As Ollie's surgery approaches, I feel more calm...most of the time

The day we scheduled surgery I cried hard.  I still dread handing her over to the nurses that day & I dread seeing her with tubes & wires and a nasty incision on her sweet chest.  I want to fast forward, but God has lessons for Jade & I to learn.

I know surgery will fix her.  I know without this surgery, she won't last.  I know that she will come back to us a stronger version of herself.  I am ready for that re-birth.

You see, I have gained a lot of faith throughout this process.  I firmly believe that God does not make mistakes.

He made no mistake when he created Ollie for Jade & I.  He purposely built her heart to need a repair & he purposely gave her that extra chromosome that makes her so special.  She was created in perfect form & trust me her sweet smile & blue eyes are nothing short of an addiction for me.


Why did God make her this way?

I don't know.  I'm sure some day I will understand it all, maybe not.

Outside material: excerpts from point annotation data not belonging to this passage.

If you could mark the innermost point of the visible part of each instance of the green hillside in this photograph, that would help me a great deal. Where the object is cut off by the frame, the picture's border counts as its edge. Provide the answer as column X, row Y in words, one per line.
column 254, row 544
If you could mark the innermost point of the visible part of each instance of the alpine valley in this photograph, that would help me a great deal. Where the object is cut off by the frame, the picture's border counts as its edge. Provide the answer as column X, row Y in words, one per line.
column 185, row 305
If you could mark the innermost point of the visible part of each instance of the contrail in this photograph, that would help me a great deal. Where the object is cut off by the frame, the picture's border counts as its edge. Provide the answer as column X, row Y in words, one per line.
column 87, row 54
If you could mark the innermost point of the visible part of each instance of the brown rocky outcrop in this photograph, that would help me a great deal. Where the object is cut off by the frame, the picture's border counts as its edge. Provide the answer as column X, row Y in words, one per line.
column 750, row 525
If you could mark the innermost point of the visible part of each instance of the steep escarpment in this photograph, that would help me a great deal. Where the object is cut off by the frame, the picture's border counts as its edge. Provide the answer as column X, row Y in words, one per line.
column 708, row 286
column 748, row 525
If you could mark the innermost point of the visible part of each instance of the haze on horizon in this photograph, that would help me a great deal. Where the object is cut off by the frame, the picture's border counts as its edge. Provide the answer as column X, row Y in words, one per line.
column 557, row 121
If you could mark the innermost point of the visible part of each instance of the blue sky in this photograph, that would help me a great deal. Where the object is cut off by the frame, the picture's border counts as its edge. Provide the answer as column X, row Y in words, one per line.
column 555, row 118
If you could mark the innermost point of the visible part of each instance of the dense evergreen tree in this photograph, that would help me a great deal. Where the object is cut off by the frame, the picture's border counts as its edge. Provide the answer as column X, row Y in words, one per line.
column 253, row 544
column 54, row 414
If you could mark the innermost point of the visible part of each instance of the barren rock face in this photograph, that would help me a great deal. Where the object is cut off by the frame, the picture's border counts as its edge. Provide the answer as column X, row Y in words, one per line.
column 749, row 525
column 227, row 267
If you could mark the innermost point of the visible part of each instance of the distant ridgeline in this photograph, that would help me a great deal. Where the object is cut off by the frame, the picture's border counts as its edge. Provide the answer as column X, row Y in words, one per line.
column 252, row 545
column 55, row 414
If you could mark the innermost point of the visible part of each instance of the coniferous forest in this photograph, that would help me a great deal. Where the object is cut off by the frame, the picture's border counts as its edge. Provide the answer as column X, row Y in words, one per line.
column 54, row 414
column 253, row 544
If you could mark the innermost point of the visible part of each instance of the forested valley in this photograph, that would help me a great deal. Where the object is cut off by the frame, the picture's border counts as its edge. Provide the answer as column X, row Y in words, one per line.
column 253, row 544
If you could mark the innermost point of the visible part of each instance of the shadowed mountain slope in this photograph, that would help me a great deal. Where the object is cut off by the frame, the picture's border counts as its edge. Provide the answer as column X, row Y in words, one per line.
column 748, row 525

Right now I do believe Ollie is a super special child.  I believe she was given to us to win hearts and souls for God's Kingdom.  I also believe that she has a big and bright future & that she's going to shatter many stereotypes about Down Syndrome.  I know that she will conquer open heart surgery.  I know she is one of the toughest babies that I know.

You see God has big plans for us all.  I used to never understand why God took away my brothers.  As I became an adult, I think I understand it more.  I have witnessed my parents develop a marriage & bond that most people only dream of.  You see - God made them strong through their loss.  In turn, they were the best parents & still are today.  They pour out their hearts, time, and wallets if we let them to make sure us girls have the best lives possible.  They are spectacular people.

When we found out about Ollie's heart, my heart ached for Jade & I, but probably even more for my parents.  It was one of the first things I told Jade I dreaded most - telling my parents because they faced this once.  It didn't seem fair for them.

However, I believe my brothers were taken to heaven to prepare our family for Ollie.  She is going to be a happy memory of St. Louis Children's Hospital.  I believe his plan was to teach love & dedication to them so they would raise me to be strong, to marry a good man, to become great parents to our children.  He taught them so much & they shared it with me.  He did all of this, so Ollie could win hearts for the Kingdom of heaven, so Ollie could change hearts and minds everywhere.  I believe through the loss of my brothers, God had a plan & a purpose that he is revealing through Ollie.  For this reason, I am confidant O's surgery will be a success.  I haven't ever told Mom this is what I think, she may think I'm 100% crazy here, but alas this is what I have believed. 

I am still scared, but more than anything I am ready for that healthy heart.  I am ready for the day after surgery, June 10th, my 29th birthday, to kiss sweet Ollie and KNOW that her heart is working & KNOW that our great life is just getting started.  She will finally be my healthy baby girl!

Get ready folks because when this baby feels better - she's really going to charm the pants off of you - you haven't seen anything yet!!